Mellody Hobson talks about common money mistakes people make in their middle ages in today’s “Money Mondays” segment.
I know no one really likes to identify themselves as middle aged, so I’m not pointing any fingers! But money advice tends to focus on young people and all the financial pitfalls they should avoid—and that’s great because we need to teach our kids about money. But the truth is that the stakes are even higher for older people. For one thing, bad financial habits are more ingrained and harder to break. Plus, the middle aged set has less years left in the workforce and less time to save until retirement. The stark reality is that financial missteps in middle age can have dire consequences down the line, and sometimes there’s just not enough time to right to ship.
Wisdom doesn’t necessarily accompany age when it comes to money, it seems. Last week I warned young people about cashing out their 401(k) plans when they switch jobs. But get this: People in their 40s and 50s are making the mistake of borrowing from their 401(k) plans, typically to pay for their kids’ college educations. It’s no wonder why—college costs are rising by at least twice the inflation rate every year. The College Board just reported the average price for tuition and fees at a public four-year school as nearly $9,000, and that figure more than doubles if you add on room and board. If you want to attend that same public four-year school as an out-of-state student, tuition more than triples from $9,000 to $22,000, and it’s another $9,000 a year for room and board.
No one wants their child to come out of college saddled with debt, but borrowing against your 401(k) is not the lesser of two evils. There’s a fundamental philosophy here that needs to change: A 401(k) plan is a savings vehicle, NOT a bank account.
So paying for your kids’ education shouldn’t derail your retirement?
And I’ll say it again. Data released by the Federal Reserve Bank of New York last year shows that middle-aged Americans are actually the age group struggling the most with student loan payments.
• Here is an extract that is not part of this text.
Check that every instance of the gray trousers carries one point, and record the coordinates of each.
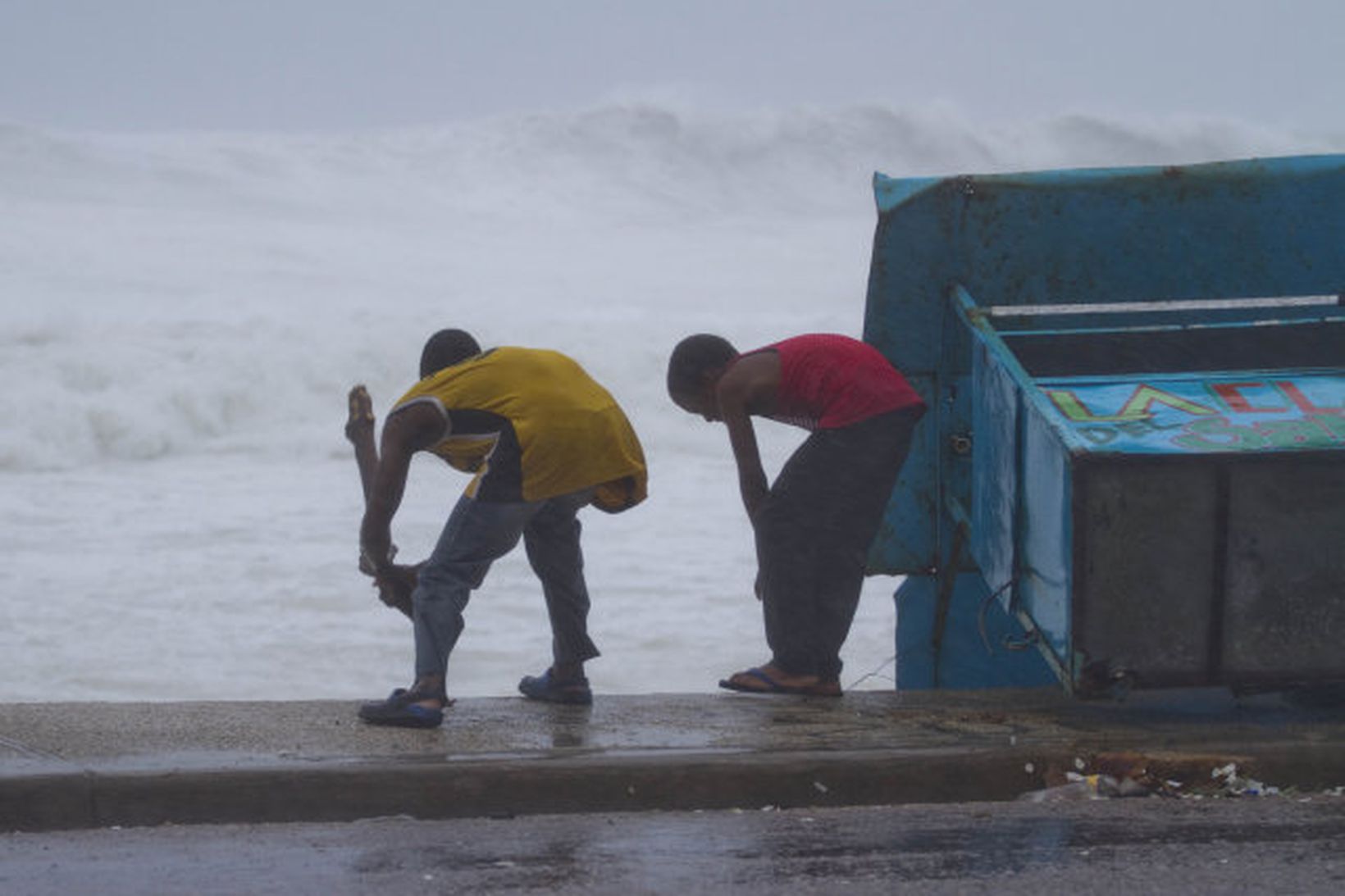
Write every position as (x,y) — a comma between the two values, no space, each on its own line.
(813,537)
(476,534)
Not only has the number of middle-aged Americans in their 50s with student loans doubled since 2005, the delinquency rate (90 days or more without payment) for borrowers ages 40 to 49 was 11.9%, compared to a delinquency rate of 8.7% for borrowers of all ages.
It’s true that some of those over-40 debtors are still paying off their own loans from college, but data analysts agree that many are actually parents who have taken out student loans to help fund their children’s education.
In fact, the federal PLUS program, which allows parents to take out loans for their kids to help pay education expenses not covered by other financial aid, is among the fastest-growing of the government’s education loan programs.